"There's a lot of noise out there," he said Friday on CNBC's "Squawk Box," though he acknowledged that CBS is closer to Time Warner than any other entertainment company. "We own the CW together. We do the NCAA basketball tournament together. Warner Bros. is probably, outside of ourselves, the top-supplier of shows to the CBS television network."
But Moonves—who recently signed a new deal to keep him at the network until 2019—contended that both companies are going "extremely well" on their own. "Right now, we are very happy being alone."
In 2006, when Viacom split into two publicly traded companies, Moonves was named CEO of the newly formed CBS. Media legend Sumner Redstone is executive chairman of both CBS and Viacom.
As for suggestions that CBS would have be more powerful if it came back together with Viacom, Moonves said, "We feel we have plenty of clout in the marketplace." Citing recent carriage battles with Time Warner Cable and Dish Network, he said, "We came out just fine."
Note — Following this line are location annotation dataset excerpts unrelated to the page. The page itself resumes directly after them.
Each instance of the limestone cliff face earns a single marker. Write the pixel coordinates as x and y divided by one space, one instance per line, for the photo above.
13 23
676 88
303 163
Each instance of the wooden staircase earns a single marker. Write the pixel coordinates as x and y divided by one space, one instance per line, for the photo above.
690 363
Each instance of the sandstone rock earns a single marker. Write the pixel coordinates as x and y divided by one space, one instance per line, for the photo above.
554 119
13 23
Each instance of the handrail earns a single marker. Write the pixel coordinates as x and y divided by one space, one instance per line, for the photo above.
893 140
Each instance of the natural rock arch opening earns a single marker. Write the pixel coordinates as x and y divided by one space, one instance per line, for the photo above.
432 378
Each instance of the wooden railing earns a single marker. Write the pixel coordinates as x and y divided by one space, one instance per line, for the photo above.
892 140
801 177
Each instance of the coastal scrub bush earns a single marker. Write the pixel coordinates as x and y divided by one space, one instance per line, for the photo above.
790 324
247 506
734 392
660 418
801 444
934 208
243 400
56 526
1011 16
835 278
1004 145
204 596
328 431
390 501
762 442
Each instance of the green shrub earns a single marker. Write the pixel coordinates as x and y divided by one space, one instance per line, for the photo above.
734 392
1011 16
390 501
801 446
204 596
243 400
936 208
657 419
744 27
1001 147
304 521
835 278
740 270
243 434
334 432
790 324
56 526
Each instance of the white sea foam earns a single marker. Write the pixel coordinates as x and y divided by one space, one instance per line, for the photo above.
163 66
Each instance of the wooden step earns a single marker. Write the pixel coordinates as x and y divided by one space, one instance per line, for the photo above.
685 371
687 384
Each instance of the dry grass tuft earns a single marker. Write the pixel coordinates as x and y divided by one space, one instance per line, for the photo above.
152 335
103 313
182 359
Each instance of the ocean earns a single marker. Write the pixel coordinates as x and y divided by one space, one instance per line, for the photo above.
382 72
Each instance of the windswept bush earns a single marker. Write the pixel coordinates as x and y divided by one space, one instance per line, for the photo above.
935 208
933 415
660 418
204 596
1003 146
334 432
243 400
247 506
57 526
"We have the NFL," he continued. "We have the No. 1 comedy in 'Big Bang Theory,' the No. 1 drama in 'NCIS.' We have a lot of clout when we go in with distributors and say, 'You know what, you really need to have CBS on the air.' We don't need to add to have that clout." The CBS Corporation includes the broadcast network, owned-and-operated local TV stations, CBS Television Studios, movie channel Showtime and the CBS Sports Network.
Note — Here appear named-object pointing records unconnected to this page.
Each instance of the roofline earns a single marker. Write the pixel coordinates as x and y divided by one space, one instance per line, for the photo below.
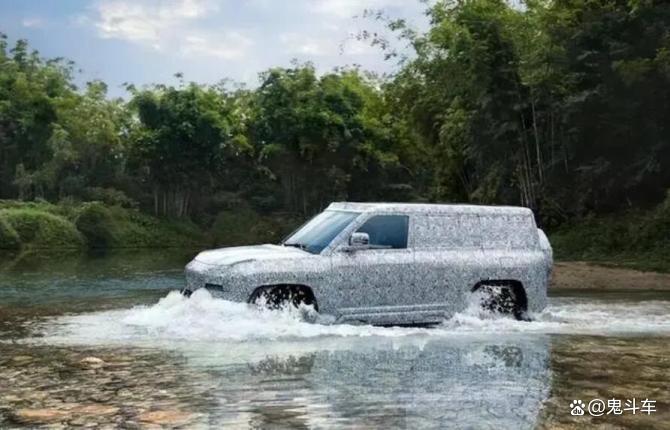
426 207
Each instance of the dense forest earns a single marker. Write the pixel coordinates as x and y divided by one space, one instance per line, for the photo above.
559 105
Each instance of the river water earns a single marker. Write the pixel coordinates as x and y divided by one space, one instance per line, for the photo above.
106 341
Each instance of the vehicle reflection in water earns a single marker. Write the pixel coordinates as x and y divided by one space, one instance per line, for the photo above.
373 382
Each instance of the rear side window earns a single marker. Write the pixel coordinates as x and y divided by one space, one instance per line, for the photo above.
389 231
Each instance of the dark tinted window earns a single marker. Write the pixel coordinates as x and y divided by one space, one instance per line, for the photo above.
387 230
320 230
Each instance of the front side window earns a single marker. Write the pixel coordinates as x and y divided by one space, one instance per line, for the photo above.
387 231
316 234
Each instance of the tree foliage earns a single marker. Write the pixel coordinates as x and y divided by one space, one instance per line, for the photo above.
558 105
Owning content now and in the future is becoming as important as advertising, Moonves said. "Content is going to continue to propel us." He also stressed the importance of CBS as a company evolving in the digital age. "We are putting a lot of our content online and getting paid for it."
As for the NFL, Moonves said that NBC did a "spectacular job with the Patriots-Seahawks Super Bowl. "They had a phenomenal matchup, two great teams. You couldn't imagine a better game. I thought Katy Perry was sensational [during halftime]. Top-to-bottom they were lucky and good."
"It's the one day of the year we root for them," he added. "We have Super Bowl 50 and our ad rates, which are going to begin north of $5 million for a 30 second television spot, are based on their great ratings."
Brands paid NBC up to a record $4.5 million for a 30-second spot during the big game last Sunday.
Disclosure: NBC and CNBC are owned by Comcast.